Eran los tiempos en que Halston solía pedir delivery de bife y papas a su restaurante favorito mientras llamaba a jóvenes escorts. Eula había bautizado a esa práctica “dial-a-steak, dial-a-dick” (cuya traducción más elegante y actual podría ser “0800-bife, 0800-chongo”). Victor llegó una noche junto con el bife, y con 24 años le cambió la vida.
¿El amor entre ellos fue real? Su biógrafo, Gaines –que tuvo que pagarle al caraqueño US$10.000 dólares para entrevistarlo, convencido de que su fuente se los iba a gastar en cocaína– cree que sí, o al menos que fue “una forma de amor”. “No fue un amor romántico, dulce, ni cuidadoso. Victor le robaba los cuadros de Warhol y los candelabros de Peretti de la casa cuando se estaba muriendo. Hubo que cambiar la cerradura. Pero a Halston le gustaba tener cerca a alguien tan vulgar, de alguna manera mostraba su lado oculto. Y los dos eran muy sexuales”, escribe.
Bajo la tremenda presión de una marca que se expandía cada vez más, con perfumes, valijas, carteras, lencería, ropa de hombre, muebles, autos, uniformes para líneas aéreas, el del equipo olímpico del 76, y hasta un maquillaje color arena que se llamó “bronceado Halston”, el diseñador acomodó sus horas de oficina para seguir el tren de las largas noches de orgías post Studio 54 en su casa, donde el fotógrafo era siempre Warhol y Victor estaba a cargo del menú, a base de caviar, champagne, taxi boys y cocaína.
En el duplex de 700 m2 en la calle 63 del Upper East Side, obra del arquitecto brutalista Paul Rudolph y un espacio de lujoso minimalismo gris donde el color lo ponían los invitados, los sillones estaban tapizados en Ultrasuede que el mayordomo se empeñaba en limpiar al día siguiente de cada fiesta. El hombre dejaría una frase para la posteridad: “Me ordenaban cocinar todo el día y después nadie tocaba la comida, porque no salían del baño”.

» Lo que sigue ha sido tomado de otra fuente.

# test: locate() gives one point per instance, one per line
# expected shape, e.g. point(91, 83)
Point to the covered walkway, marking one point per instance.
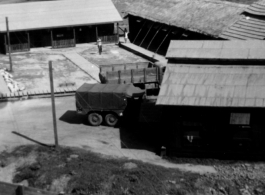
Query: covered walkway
point(143, 52)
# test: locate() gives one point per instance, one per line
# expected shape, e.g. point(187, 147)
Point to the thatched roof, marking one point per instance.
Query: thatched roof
point(251, 24)
point(213, 85)
point(54, 14)
point(209, 17)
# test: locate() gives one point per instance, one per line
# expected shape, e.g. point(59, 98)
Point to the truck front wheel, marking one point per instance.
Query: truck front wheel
point(111, 119)
point(95, 119)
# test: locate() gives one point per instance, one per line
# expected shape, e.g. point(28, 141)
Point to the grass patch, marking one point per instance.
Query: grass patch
point(82, 172)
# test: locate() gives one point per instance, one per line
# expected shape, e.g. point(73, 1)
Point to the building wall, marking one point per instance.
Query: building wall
point(43, 37)
point(213, 129)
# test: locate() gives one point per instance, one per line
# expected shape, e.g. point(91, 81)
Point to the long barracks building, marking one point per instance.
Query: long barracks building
point(57, 23)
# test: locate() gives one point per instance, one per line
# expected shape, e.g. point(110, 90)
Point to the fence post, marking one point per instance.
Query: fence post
point(20, 190)
point(9, 47)
point(119, 75)
point(132, 71)
point(144, 75)
point(53, 106)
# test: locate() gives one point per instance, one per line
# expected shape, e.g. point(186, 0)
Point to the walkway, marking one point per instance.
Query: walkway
point(149, 54)
point(82, 63)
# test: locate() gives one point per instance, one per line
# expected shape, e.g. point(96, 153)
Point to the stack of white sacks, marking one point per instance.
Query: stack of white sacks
point(11, 84)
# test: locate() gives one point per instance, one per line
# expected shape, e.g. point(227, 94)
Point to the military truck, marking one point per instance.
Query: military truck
point(105, 102)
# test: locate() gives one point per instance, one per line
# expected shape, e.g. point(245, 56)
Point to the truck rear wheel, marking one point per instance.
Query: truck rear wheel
point(95, 119)
point(111, 119)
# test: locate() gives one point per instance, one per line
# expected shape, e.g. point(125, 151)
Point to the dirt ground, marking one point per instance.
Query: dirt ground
point(81, 172)
point(32, 71)
point(111, 54)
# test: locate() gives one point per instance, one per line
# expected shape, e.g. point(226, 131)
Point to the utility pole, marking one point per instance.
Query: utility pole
point(53, 106)
point(9, 48)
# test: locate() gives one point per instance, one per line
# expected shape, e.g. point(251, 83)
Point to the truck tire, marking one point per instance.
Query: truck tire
point(111, 119)
point(95, 119)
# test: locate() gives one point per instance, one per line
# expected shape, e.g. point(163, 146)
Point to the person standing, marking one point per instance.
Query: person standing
point(125, 35)
point(99, 42)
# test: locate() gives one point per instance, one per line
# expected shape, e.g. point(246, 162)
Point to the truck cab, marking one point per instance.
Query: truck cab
point(105, 102)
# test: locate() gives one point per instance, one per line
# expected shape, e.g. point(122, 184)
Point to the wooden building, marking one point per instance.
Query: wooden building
point(213, 97)
point(153, 24)
point(250, 25)
point(57, 23)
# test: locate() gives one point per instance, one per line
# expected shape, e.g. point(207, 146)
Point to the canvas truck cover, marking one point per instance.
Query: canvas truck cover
point(106, 96)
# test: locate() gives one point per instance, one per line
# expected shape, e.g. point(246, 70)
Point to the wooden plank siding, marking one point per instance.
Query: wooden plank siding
point(110, 39)
point(63, 43)
point(22, 47)
point(142, 75)
point(15, 189)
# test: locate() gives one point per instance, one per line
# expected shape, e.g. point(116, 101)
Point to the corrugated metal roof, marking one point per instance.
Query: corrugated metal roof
point(212, 85)
point(236, 50)
point(52, 14)
point(208, 17)
point(251, 25)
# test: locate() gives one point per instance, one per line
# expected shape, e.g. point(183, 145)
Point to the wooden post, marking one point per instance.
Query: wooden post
point(53, 106)
point(74, 36)
point(97, 32)
point(52, 38)
point(144, 75)
point(119, 75)
point(118, 34)
point(5, 43)
point(20, 190)
point(28, 40)
point(9, 48)
point(139, 31)
point(162, 41)
point(132, 73)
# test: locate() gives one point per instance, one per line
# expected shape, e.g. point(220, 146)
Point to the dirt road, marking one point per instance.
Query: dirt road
point(33, 119)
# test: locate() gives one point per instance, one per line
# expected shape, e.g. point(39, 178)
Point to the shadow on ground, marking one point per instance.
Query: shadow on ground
point(32, 140)
point(134, 135)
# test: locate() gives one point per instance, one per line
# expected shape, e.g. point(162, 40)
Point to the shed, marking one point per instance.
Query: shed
point(250, 24)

La escena fue real, aunque está lejos del “cocaine chic” que muestra la serie: ya enfermo, Halston llamó a un servicio para que le arreglara el teléfono porque no escuchaba bien y, cuando desenroscaron el auricular, descubrieron que el problema era que estaba tapado de cocaína. Cada vez más megalómano en su obsesión por vestir a América, en 1973 había vendido su marca a Norton Simon, aunque conservó el puesto de director creativo.
Su final fue mucho menos estético del que le dio Ryan Murphy. Después de ser diagnosticado con HIV en 1988, Halston quiso desaparecer de la escena pública. Se mudó a San Francisco para escapar de Victor y poder estar más cerca de su familia, de la que se había distanciado por décadas. Murió dos años más tarde, a los 57, por las complicaciones del HIV y un cáncer de pulmón.